А вот  когда  он станет сатанистом, он покажет всем, чего он стоит. И пусть тогда попробуют его тронуть хоть пальцем, хоть кто-то.  Даже эта, которая называется его мамой, а сама кричит, что ненавидит его, он ее постоянно позорит и   лучше бы он сдох. Горечь обид постепенно накапливалась, наученный горьким опытом подросток затаился. И однажды семье  открылось страшное.  Он не забыл о секте, но, не имея на нее выхода, сам  для себя установил  определенные правила, виртуально заключил своеобразный завет. Он поверил, что только сатана в состоянии ему помочь. Больше никто. Высокий, стройный, как тополек,  он обладал определенным шармом. Его милая улыбка и чуть прищуренные  зеленые глаза, обрамленные длинными ресницами, так много обещали, что девочки дежурили у его подъезда с шести утра и до поздней  ночи, чтобы хоть глазком глянуть на кумира. Кумир был жесток. Он менял подружек как  отслужившую вещь. Домашние его раздражали своими нравоучениями.  Он ненавидел их и не скрывал своего к ним отношения. Никакие примеры, фильмы, разговоры и уговоры, призывы опомниться не помогали. Закончилось уголовное дело с ларьком.  Пока наказание было условным.
        После окончания девятого класса  поступил в музыкальный колледж. Проучился  полтора года, бросил. Поступил в технический колледж, проучился два года. Бросил. Работы для полуграмотного недоросля с претензиями на жизнь высокого уровня, не было. Простым рабочим быть позорно, а в другом амплуа общество его не принимало.  Поэтому для себя нашел легкий и простой выход: проживу и так.  Каждую ночь гулянка с дружбанами на набережной, каждую ночь новые, доступные подружки, гитара, блатные песни, крутой мат, полупьяная (от пива) компания таких же  недорослей. И слепая милиция, от которой пацаны-дружбаны  откупались тем же пивом, что пили  сами.

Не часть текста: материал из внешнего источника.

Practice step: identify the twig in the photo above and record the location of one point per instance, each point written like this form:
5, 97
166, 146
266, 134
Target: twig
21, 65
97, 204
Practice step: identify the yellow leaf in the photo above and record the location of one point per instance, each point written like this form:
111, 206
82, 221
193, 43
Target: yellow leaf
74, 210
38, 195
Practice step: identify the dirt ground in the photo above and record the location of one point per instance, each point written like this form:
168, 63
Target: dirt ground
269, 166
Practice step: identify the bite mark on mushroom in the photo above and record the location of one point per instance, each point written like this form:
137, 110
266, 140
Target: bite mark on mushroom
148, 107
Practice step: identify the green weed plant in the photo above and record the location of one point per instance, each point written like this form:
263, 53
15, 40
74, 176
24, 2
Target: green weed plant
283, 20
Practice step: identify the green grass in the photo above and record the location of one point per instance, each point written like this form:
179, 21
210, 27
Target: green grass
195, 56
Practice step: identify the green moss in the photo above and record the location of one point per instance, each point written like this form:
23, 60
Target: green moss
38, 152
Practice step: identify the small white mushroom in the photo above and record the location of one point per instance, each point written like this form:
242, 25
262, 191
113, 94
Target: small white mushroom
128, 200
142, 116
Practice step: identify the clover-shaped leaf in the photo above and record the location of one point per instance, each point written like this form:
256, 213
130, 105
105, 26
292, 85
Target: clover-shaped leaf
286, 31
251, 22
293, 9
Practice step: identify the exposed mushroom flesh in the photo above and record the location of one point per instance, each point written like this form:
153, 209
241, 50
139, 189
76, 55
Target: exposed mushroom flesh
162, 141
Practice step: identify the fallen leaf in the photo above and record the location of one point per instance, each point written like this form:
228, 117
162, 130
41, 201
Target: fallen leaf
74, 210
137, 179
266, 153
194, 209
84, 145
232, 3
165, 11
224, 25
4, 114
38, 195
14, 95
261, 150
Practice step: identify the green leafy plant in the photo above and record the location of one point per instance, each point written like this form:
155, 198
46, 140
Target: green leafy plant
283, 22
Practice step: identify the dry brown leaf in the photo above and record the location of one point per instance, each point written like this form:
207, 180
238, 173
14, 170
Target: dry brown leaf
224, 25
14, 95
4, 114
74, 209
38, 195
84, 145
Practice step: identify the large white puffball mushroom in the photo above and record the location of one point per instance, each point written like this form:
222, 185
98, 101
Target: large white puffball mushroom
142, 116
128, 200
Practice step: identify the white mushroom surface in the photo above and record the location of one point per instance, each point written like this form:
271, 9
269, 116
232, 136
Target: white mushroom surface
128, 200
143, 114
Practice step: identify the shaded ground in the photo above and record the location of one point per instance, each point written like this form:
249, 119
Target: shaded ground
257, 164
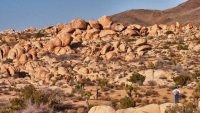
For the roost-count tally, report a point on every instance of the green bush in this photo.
(114, 103)
(136, 77)
(187, 108)
(181, 79)
(127, 102)
(39, 35)
(169, 32)
(165, 47)
(181, 47)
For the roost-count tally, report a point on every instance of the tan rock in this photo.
(152, 108)
(118, 27)
(144, 47)
(123, 47)
(83, 70)
(57, 42)
(78, 24)
(105, 49)
(67, 29)
(8, 38)
(102, 109)
(62, 71)
(130, 32)
(23, 59)
(106, 32)
(110, 55)
(130, 57)
(153, 33)
(65, 39)
(106, 22)
(141, 41)
(94, 24)
(49, 46)
(60, 26)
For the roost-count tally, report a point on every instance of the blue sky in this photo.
(22, 14)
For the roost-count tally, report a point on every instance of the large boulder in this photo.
(78, 24)
(130, 57)
(106, 22)
(106, 32)
(110, 55)
(118, 27)
(63, 39)
(94, 24)
(102, 109)
(130, 32)
(141, 41)
(105, 49)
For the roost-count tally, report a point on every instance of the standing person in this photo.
(176, 92)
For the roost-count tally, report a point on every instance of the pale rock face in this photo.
(67, 29)
(130, 32)
(143, 47)
(94, 24)
(78, 24)
(102, 109)
(105, 49)
(123, 47)
(155, 27)
(110, 54)
(130, 57)
(106, 22)
(118, 27)
(65, 39)
(106, 32)
(140, 42)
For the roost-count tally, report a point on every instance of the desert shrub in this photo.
(181, 79)
(169, 32)
(8, 60)
(129, 40)
(182, 47)
(103, 43)
(17, 104)
(187, 108)
(151, 37)
(114, 103)
(151, 92)
(165, 47)
(127, 102)
(39, 35)
(172, 54)
(136, 77)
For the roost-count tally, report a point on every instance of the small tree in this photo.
(130, 88)
(87, 94)
(136, 77)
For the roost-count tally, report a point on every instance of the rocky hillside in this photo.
(83, 64)
(184, 13)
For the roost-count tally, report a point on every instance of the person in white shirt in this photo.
(176, 92)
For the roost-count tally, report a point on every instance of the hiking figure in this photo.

        С великой надеждой и мама, и бабушка ждали призыва в армию.  Воспитанные на старых фильмах, они свято верили, что именно армия вернет им мальчика. А пока, а пока терпели все его выходки. Ждали, когда перерастет. Два педагога. И ни одной нормальной педагогической программы в голове. Только обрывки наставлений, лозунгов и  призывов.  Ох, как нужен был психолог! Но настоящей психологической службы в то время (впрочем, как и сейчас) не было. А обратиться с такими вопросами к  участковому врачу –  это обречь ребенка на уничтожение.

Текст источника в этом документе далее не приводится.